Sex differences in outcomes after TAVI and association with LV reverse remodeling

This study demonstrated superior survival in women after TAVI in line with previous reports [10, 11]. Several factors have been suggested for the sex-related differences in outcomes after TAVI, including sex differences in (paravalvular) aortic regurgitation of the transcatheter valve due to patient-prothesis mismatch, more co-existent comorbidities in men, the timing of referral/treatment of patients with severe AS (women earlier referral than men), and the longer life expectancy in women versus men [12].

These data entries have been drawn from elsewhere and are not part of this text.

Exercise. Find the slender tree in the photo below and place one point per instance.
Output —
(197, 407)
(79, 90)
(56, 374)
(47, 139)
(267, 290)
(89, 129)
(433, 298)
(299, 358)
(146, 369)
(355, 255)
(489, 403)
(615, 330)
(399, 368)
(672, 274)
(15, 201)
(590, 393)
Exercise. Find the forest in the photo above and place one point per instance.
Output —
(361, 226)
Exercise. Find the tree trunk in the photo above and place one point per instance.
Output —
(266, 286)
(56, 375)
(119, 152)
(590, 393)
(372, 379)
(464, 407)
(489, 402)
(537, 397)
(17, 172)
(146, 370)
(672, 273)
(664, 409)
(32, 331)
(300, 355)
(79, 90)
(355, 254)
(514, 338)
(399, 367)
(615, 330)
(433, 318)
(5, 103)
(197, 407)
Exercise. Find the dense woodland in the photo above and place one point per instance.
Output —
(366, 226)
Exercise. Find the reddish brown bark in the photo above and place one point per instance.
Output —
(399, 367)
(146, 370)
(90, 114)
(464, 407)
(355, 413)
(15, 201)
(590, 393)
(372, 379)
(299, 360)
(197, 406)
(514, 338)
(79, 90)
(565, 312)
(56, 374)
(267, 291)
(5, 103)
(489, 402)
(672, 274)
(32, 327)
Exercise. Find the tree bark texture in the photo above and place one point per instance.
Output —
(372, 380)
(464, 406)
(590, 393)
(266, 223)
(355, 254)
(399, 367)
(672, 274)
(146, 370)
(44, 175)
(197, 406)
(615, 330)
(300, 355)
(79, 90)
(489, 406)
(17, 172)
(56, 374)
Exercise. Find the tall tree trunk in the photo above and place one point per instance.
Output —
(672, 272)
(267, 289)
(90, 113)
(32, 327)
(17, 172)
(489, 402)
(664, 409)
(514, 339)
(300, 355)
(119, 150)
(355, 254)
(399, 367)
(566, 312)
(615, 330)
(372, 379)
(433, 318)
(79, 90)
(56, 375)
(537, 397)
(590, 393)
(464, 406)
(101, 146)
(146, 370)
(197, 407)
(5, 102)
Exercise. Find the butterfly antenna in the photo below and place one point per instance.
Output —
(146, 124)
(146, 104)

Another explanation may be the sex-specific myocardial remodeling in AS. Previously, our group examined the impact of sex on LV remodeling before TAVI and reported that the outcome benefits of women after TAVI were not associated with sex differences in LV remodeling [33]. However, the impact of the potential sex-related differences in LV reverse remodeling after TAVI on outcomes remained unexplored. In the current study, no significant interaction was observed between sex and LV reverse remodeling and its association with outcomes. It is important to note that men remained with larger LV volumes and LV mass index as compared to women at follow-up after TAVI, which could indicate that men have a more pronounced LV hypertrophic response to severe AS that is not fully recovered when the pressure overload is relieved. This might be related to the observed increased risk for all-cause mortality [34]. However, the interaction term of sex and the magnitude in reduction of LV mass index and LV volumes was not independently associated with all-cause mortality.

Future studies

Further research is necessary to confirm our observations and to elucidate the potential causes of the sex differences in outcomes observed after aortic valve replacement. Currently, the prospective, multicenter, Randomized researcH in womEn all comers wIth Aortic stenosis (RHEIA) trial is being performed to evaluate the safety and efficacy of surgical aortic valve replacement versus TAVI specifically in women with severe AS [35]. The results of the RHEIA trial may provide important data for the optimal therapeutic management of severe AS in women.

Limitations

Several limitations should be acknowledged. This is a single-center retrospective analysis with inherent limitations related to the study design. Second, only patients with echocardiographic follow-up after TAVI were included in the current analysis which may have introduced a selection bias. In addition, the echocardiographic follow-up was limited to 1 year, whereas LV reverse remodeling is a process that may continue beyond 1 year after aortic valve replacement. Last, arterial afterload (i.e. co-existent arterial hypertension) and myocardial fibrosis may affect LV reverse remodeling after TAVI. However, this study used echocardiography to assess LV reverse remodeling and could detect the presence and extent of myocardial fibrosis.

Conclusions

Patients with severe AS had a significant improvement in LVEF, reduction in LV volumes and LV mass index at 6 and 12 months after TAVI, without significant differences between men and women over time. Women showed better survival after TAVI as compared to men. However, the interaction between the percentual LV mass index reduction and sex was not associated with survival. These data suggest that the superior outcomes noted in women after TAVI are not associated with sex differences in LV reverse remodeling.